11. Characterize impacts of radiatively active constituents-aerosols and atmospheric chemistry  Current radiative forcing-regionally specific -attribution of current observed patterns?  How affect clouds?  Analysis and assimilation of observations into models.  How will forcing change regionally in the next several decades?  Changes over century of aerosols and other radiative forcing from human and natural causes and feedbacks with climate change.

12. Interactions between ecosystems and climate  What are the appropriate state variables for Earth System models?  What and how do natural and managed ecosystems contribute to atmospheric composition?  Spatial data sets needed to represent in Earth System models.  How will ecosystems be impacted by and contribute to climate change and air quality change regionally over next few decades?  Changes and feedbacks on century time scale?

13. Interactions between climate change and management of hydrological systems  Regional climate impact of land use/land cover change?  How incorporate impacts of climate change on water management?  Eliminate persistent biases in simulated regional predictions.  quantitative measures of ability to predict changes in extreme precipitation probabilities.  Changed frequencies of floods and droughts?  How temperature change affected by changing soil moisture and land cover?

14. Earth System Modeling  Plan and develop next/multiple generations  Incorporate advances in process understanding to further model complexity and improve parameterizations-e.g. clouds.  Develop and improve/validate initialization procedures.  Resolve cloud processes.  Provide regional details to integrated assessment models.  Use next generation of emission scenarios to project Earth System on century scale.

15. Energy Systems and Climate Change  Most promising near term strategies for reduction of carbon emission?  How will climate change and mitigation efforts impact national economies over the next several decades?  Vulnerable sectors of society?  What adaptation strategies should we be putting in place?

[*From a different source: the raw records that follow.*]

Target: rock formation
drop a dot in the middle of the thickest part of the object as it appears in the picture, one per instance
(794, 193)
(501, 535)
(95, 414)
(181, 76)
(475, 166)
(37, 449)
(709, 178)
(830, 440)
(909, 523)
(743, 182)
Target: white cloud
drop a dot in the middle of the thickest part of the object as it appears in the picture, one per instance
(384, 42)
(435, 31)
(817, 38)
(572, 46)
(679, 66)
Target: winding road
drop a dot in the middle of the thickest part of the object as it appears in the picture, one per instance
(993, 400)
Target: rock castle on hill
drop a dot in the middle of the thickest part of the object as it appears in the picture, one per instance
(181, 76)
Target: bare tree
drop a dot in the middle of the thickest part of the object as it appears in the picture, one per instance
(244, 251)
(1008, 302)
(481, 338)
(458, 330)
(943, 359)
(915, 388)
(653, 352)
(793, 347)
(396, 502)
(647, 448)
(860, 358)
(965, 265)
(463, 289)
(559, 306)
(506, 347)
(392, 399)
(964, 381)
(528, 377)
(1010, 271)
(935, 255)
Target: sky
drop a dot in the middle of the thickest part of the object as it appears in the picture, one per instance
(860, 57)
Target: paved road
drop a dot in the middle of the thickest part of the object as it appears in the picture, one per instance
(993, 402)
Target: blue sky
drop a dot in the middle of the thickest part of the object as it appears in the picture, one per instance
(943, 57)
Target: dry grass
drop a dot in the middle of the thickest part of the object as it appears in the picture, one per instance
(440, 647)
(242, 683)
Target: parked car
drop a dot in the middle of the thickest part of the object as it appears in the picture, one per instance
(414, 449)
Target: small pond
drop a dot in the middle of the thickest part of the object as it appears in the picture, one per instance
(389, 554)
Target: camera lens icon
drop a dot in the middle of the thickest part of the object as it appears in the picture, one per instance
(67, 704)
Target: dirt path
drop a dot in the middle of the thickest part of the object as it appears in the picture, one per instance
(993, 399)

16. Emphases implied for DOE climate program  Better inform modeling activities through DOE’s climate observational programs (ARM, aerosol, carbon, ecology…) needed interfaces currently missing?  Connect integrated assessment modeling to climate modeling – recognize in general major human dimensions elements that involve research questions.  Will require training/education of many more scientists.

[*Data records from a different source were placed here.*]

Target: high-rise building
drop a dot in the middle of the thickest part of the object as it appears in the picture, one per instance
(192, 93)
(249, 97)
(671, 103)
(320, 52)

17. Directions Highlighted  Grand Challenges include the integration and communication of many improved and improving kinds of scientific information into overall assessment of how climate is changing.  Physical processes, options for mitigation and adaptation.  New research, computational, observational, and experimental directions needed.  Directly related to and facilitated by enhanced computing capabilities.  Large multiyear field program needed?  Several workshops to develop more details.